Le film est une satire acerbe des apparences, qui ne sont que le paravent d'un univers factice gangrené par la solitude, le vide existentiel. A l'image de ces femmes qui dansent au ralenti lors du générique de début, dans une exhibition obscène de chairs obèses censée être artistique, le film montre la vacuité de tout un univers résumé à des brushing parfaits, des costumes taillés sur-mesure, comme un microcosme de fatuité où Susan (Amy Adams) étouffe.

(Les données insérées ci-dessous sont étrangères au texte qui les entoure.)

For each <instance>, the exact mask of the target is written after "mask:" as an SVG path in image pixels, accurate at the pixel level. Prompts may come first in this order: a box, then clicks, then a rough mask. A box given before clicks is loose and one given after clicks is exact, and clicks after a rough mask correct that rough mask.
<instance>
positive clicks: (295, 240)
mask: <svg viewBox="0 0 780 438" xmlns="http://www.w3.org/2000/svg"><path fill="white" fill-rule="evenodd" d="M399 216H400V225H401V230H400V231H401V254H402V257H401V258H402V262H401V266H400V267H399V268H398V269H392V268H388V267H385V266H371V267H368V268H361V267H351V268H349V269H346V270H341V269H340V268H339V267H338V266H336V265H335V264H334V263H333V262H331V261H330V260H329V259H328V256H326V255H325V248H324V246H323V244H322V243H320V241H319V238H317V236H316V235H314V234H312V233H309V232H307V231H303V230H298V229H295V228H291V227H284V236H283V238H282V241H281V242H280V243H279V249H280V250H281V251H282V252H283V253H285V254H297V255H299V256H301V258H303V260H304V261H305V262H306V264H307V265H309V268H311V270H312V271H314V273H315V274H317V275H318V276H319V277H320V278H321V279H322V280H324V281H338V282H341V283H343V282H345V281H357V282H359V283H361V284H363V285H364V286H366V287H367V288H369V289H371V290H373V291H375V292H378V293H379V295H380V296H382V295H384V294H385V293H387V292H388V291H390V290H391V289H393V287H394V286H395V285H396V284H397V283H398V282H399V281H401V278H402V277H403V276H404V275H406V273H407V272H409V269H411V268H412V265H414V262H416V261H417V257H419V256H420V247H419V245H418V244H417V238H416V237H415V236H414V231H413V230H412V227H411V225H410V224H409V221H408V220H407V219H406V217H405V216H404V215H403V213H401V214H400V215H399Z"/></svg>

Nocturnal animals entrelace avec brio trois strates temporelles : la vie désespérément parfaite de Susan (Amy Adams), galeriste d'art de Los Angeles qui vit dans le luxe; le récit du roman de son ex-mari Edward Sheffield (Jack Gyllenhaal) que Susan est en train de lire, et les prémisses de sa rencontre avec ce dernier. Tom Ford entretient magistralement l'ambiguïté sur les motivations de ses personnages, immisce le doute dans l'esprit du spectateur sur la véracité de ce qui est montré à l'écran, suggère que la fiction est peut-être réelle. Ces différents niveaux de lectures potentielles font tout la richesse du film.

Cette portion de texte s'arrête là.